It’s tempting to plaster over a market crash when it’s followed so quickly by a rally. But last Thursday revealed some deep cracks in the TSX. Let’s take a brief look at some of the selloff’s best and worst performers as it happened.
Gold and consumer staples stocks are still outperforming
Canadian Natural Resources was among the worst-hit names last Thursday, with the energy giant down 10%. The energy selloff had other victims, too, with Baytex down 20%. Cannabis stocks also took a hit, with Cronos Group down 14%. This wasn’t the only high-flying pot stock affected, with Aphria down 11%. Embattled aerospace player Bombardier shed 17%, while another pandemic-hit name, Cineplex, lost 10%.
On the other end of the spectrum, only four stocks remained in the green. HEXO and Jamieson Wellness outperformed in the cannabis space. Meanwhile, the TMX Group just about managed to keep its head above water, while Transcontinental gained a few points. Other names succumbed to the selloff but managed to avoid the worst of it. Barrick Gold dropped 1.7%, for instance, while Alimentation Couche-Tard only lost 0.76%.
Of these stocks, it’s important to note that three are being delisted from the S&P/TSX Composite Index. Those stocks are Baytex, Bombardier, and HEXO. HEXO has been stringently tested by the markets of late and found wanting. While the stock is up 102% over the last four-week period, it’s nevertheless down 84% for the last 12 months. Baytex and Bombardier have been similarly volatile.

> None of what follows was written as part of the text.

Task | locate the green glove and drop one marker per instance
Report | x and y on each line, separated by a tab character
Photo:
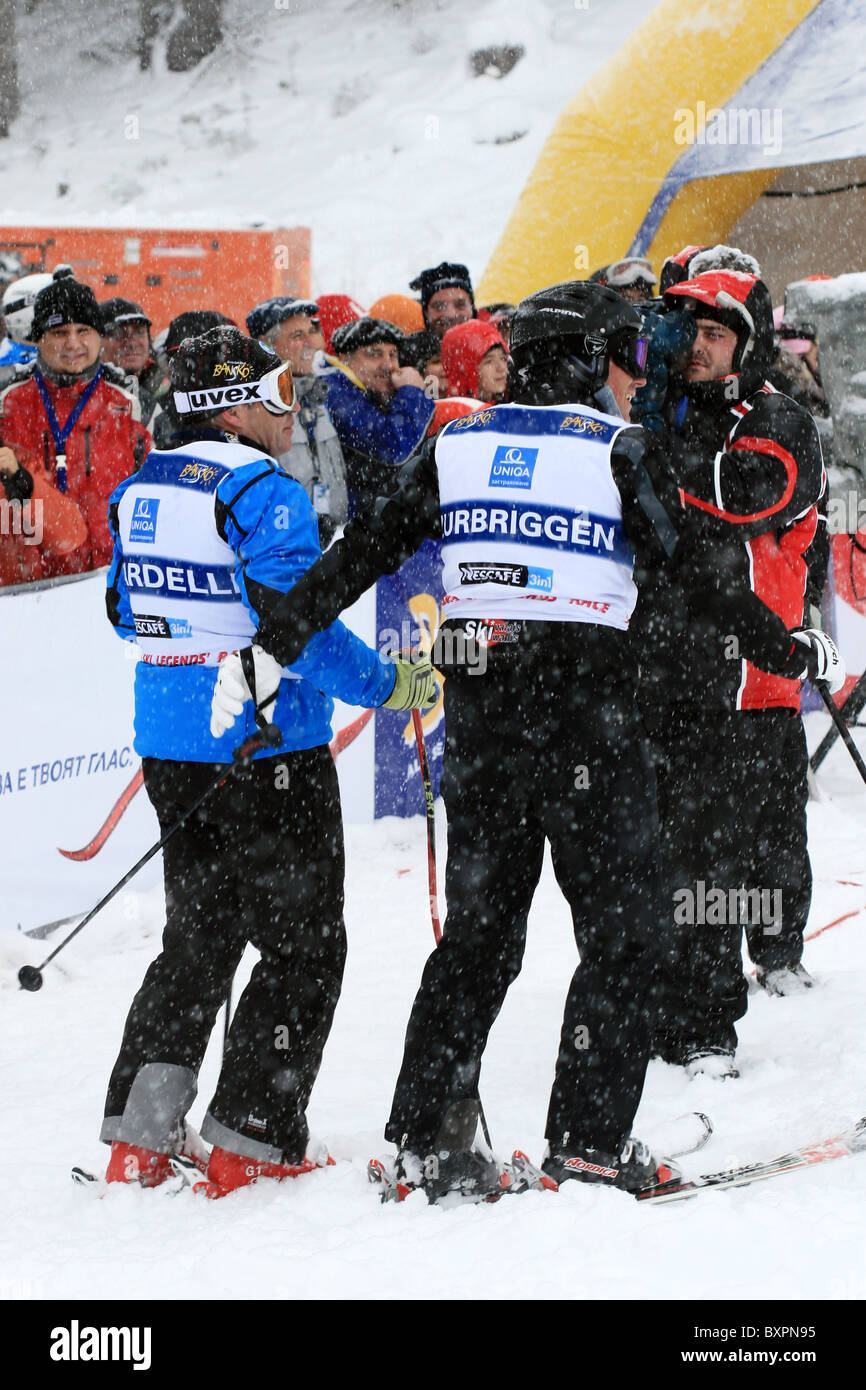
414	685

Investors should get used to increased volatility. Stocks have been performing as though the real-world uncertainties of the economy weren’t happening. Investors helped to pump a bubble that finally ruptured Thursday on the back of bleak pronouncements from the U.S. Fed and the OECD. The TSX lost 4.1% as the market corrected. Barrick and Alimentation Couche-Tard’s resilience, however, signifies two key safe-haven sectors to buy before this cycle repeats itself.
Market turbulence brings its own opportunities
However, the bargain hunters were back buying Friday, giving contrarians yet another opportunity to trim underperforming names from portfolios. Markets are likely to exhibit these kinds of post-rally troughs so long as earnings fail to reflect share prices. Likewise, rallies are likely to continue getting pumped up so long as authorities push hopeful narratives in the bid to reopen industries.

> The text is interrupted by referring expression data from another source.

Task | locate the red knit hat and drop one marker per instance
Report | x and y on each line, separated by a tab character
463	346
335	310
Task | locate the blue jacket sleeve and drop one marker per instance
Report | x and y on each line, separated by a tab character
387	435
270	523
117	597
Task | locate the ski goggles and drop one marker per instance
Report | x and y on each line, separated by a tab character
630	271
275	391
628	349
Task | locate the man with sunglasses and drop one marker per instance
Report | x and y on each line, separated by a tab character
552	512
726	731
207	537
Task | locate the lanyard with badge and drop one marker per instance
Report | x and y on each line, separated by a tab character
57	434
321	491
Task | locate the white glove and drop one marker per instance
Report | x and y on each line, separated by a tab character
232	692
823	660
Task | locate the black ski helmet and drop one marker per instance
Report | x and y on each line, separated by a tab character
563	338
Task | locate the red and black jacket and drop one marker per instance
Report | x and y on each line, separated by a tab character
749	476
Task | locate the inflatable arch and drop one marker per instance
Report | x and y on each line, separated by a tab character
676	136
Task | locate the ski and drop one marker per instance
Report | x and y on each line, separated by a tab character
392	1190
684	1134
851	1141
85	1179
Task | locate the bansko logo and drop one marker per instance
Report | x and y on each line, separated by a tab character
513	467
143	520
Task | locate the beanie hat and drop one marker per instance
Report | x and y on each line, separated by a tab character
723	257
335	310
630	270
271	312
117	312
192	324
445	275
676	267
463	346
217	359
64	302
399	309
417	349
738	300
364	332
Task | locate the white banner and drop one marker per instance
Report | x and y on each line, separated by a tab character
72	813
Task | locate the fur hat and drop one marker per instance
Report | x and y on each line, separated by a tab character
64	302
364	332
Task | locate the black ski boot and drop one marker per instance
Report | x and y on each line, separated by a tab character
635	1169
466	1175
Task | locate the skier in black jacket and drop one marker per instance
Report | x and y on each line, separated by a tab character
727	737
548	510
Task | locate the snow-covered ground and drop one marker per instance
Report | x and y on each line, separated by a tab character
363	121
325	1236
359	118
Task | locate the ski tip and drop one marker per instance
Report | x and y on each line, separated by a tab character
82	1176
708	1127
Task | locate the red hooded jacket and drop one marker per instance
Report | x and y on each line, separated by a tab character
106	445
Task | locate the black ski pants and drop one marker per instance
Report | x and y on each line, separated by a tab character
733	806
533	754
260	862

Long-term investors and economists alike should be glad, though — overvaluation is dangerous right now. Investors have been overheating the markets, ignoring economic warnings signs, and buying into high-risk names. Meanwhile, commodities are still undervalued. To call the markets topsy-turvy is an understatement. But so long as the disconnect between the markets and the economy persists, so too does the threat of another market crash.

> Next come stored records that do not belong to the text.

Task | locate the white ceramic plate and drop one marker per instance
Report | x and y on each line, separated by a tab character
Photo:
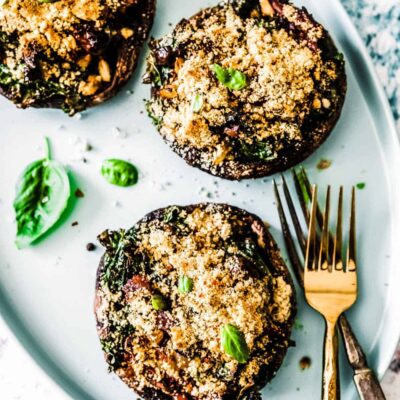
46	292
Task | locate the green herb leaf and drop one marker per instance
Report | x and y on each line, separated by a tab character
230	77
197	103
119	172
234	343
42	195
158	302
361	185
185	284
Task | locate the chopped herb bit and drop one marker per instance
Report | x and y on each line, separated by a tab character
230	77
185	284
303	186
298	325
197	103
90	247
305	363
79	194
171	214
158	302
234	343
324	164
119	172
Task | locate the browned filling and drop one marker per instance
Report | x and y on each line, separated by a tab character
175	346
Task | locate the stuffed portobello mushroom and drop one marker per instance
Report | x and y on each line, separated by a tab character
194	303
247	88
69	54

One of the biggest risks to the markets right now is myopia. The markets are remarkably short-sighted, which could make a big crash even more damaging. Instead of rushing in for short-term gains, then, the careful dividend investor should keep calm and carry on holding. Meanwhile, rallies and selloffs are useful to such low-risk, long-range shareholders since they offer ways to optimize a judiciously chosen basket of stocks.